The cemetery atop the hill



Next to the place from which SPC C and I gazed out over the valley I mentioned in my post yesterday was an old, but not abandoned, cemetery surrounded by a makeshift and rickety barbed-wire fence.  Some of the gravestones appeared weathered by years of wind and rain while other graves were marked by seemingly new, and highly-polished, granite headstones.

The contrast was stark.


Clearly the site was chosen so that the graves would be on the bluff looking north into the Homeland to which those living in Kosovo felt such a close connection.  The view of the valley and the small mountains across the river is breathtaking.
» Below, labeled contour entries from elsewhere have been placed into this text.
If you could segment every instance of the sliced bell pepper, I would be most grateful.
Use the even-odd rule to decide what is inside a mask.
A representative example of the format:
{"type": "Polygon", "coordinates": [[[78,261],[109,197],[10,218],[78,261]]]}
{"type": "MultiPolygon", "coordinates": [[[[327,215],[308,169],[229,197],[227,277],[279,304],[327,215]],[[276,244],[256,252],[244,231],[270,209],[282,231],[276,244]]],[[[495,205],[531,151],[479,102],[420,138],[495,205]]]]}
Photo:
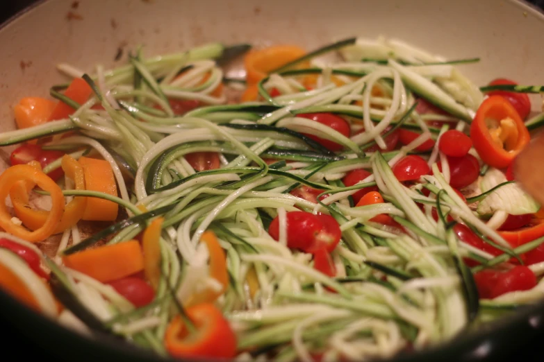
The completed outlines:
{"type": "Polygon", "coordinates": [[[221,311],[211,303],[186,310],[195,331],[186,326],[180,316],[166,329],[165,346],[173,356],[181,359],[231,359],[236,354],[236,336],[221,311]]]}
{"type": "Polygon", "coordinates": [[[142,248],[144,252],[144,273],[145,279],[156,291],[160,280],[160,230],[164,218],[154,220],[144,232],[142,248]]]}
{"type": "Polygon", "coordinates": [[[12,222],[12,216],[6,203],[0,202],[0,227],[10,234],[22,239],[36,243],[49,237],[57,228],[65,210],[64,196],[60,187],[47,175],[28,164],[12,166],[0,175],[0,200],[6,200],[12,187],[18,182],[32,182],[49,193],[51,200],[51,210],[43,225],[29,232],[21,225],[12,222]]]}
{"type": "Polygon", "coordinates": [[[507,167],[531,139],[518,111],[500,96],[482,102],[470,125],[470,138],[486,164],[507,167]]]}
{"type": "Polygon", "coordinates": [[[215,279],[221,284],[220,289],[212,290],[209,288],[191,295],[186,305],[196,305],[201,303],[212,303],[224,293],[229,285],[229,274],[226,271],[226,257],[223,248],[219,244],[217,238],[213,232],[206,231],[200,238],[205,243],[210,255],[210,277],[215,279]]]}
{"type": "MultiPolygon", "coordinates": [[[[117,196],[115,178],[107,161],[82,157],[79,158],[79,164],[83,168],[85,189],[117,196]]],[[[83,220],[113,221],[117,217],[118,209],[119,205],[113,201],[88,198],[83,220]]]]}
{"type": "MultiPolygon", "coordinates": [[[[258,83],[273,71],[306,54],[306,51],[292,45],[275,45],[263,49],[249,51],[244,58],[246,80],[248,85],[258,83]]],[[[300,64],[299,67],[307,67],[308,64],[300,64]]]]}
{"type": "Polygon", "coordinates": [[[103,283],[128,277],[144,269],[142,248],[137,240],[85,249],[63,257],[66,266],[103,283]]]}
{"type": "MultiPolygon", "coordinates": [[[[83,169],[79,163],[68,155],[63,156],[61,166],[63,170],[76,184],[76,190],[85,189],[83,169]]],[[[28,205],[28,192],[35,186],[33,183],[19,182],[10,191],[10,198],[13,204],[15,215],[22,221],[23,225],[31,230],[42,227],[49,214],[49,211],[36,210],[28,205]]],[[[63,232],[72,227],[83,216],[87,198],[76,196],[66,205],[60,222],[53,231],[53,234],[63,232]]]]}
{"type": "MultiPolygon", "coordinates": [[[[86,102],[92,94],[92,89],[91,89],[90,86],[87,84],[87,82],[81,78],[74,78],[68,86],[66,92],[64,92],[65,96],[79,104],[83,104],[86,102]]],[[[68,118],[68,116],[75,111],[76,110],[71,106],[62,101],[59,101],[55,108],[51,112],[49,120],[56,121],[68,118]]]]}

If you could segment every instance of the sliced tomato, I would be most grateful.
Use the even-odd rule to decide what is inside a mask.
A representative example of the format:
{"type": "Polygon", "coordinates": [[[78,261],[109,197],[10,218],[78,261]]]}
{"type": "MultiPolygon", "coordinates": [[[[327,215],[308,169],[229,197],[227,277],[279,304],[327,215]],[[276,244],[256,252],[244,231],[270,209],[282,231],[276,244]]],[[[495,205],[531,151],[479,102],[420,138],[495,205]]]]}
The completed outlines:
{"type": "Polygon", "coordinates": [[[197,172],[215,170],[221,166],[217,152],[193,152],[186,155],[185,159],[197,172]]]}
{"type": "MultiPolygon", "coordinates": [[[[297,117],[315,121],[316,122],[330,127],[347,137],[349,137],[351,132],[349,124],[343,118],[333,114],[332,113],[303,113],[297,114],[297,117]]],[[[314,136],[313,135],[304,135],[330,150],[339,151],[344,148],[344,146],[341,144],[329,141],[329,139],[324,139],[314,136]]]]}
{"type": "MultiPolygon", "coordinates": [[[[353,186],[354,184],[356,184],[359,183],[361,181],[363,181],[366,178],[372,175],[371,173],[368,172],[368,171],[363,169],[358,169],[356,170],[353,170],[347,173],[347,174],[344,176],[344,178],[342,179],[342,182],[344,183],[344,184],[346,187],[353,186]]],[[[378,191],[378,187],[377,186],[371,186],[370,187],[365,187],[364,189],[361,189],[357,192],[352,195],[352,197],[353,198],[354,202],[355,202],[355,204],[356,205],[361,198],[364,196],[367,193],[370,191],[378,191]]]]}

There is a medium-sized tree at one end of the cemetary, the bare and gnarled branches of which gave a definite Edgar Alan Poe quality to the time of day and to the place itself.


One grave, enclosed by a tilting metal fence, languished across the road from all the others, off by itself and farther away from the edge of the cliff overlooking the valley.  The small enclosure was completely overgrown with weeds, and unlike many of the other -- even old -- graves, there were no leavings of flowers and food and drink.  I decided not to photograph it.


The husband had died in 1974; he was in his 60s.  The plot for his wife  had the year of her birth etched into the granite headstone, but not the year of her death.  The digits 1 and 9 anticipated her demise before the turn of the millennium, but the other two digits had never been filled in.  Had she lived to the year 2000, she'd have been 105 years old, which is why I presume she'd been buried elsewhere.


I found myself wondering why that one grave existed apart from the rest, though I suspect I know the answer.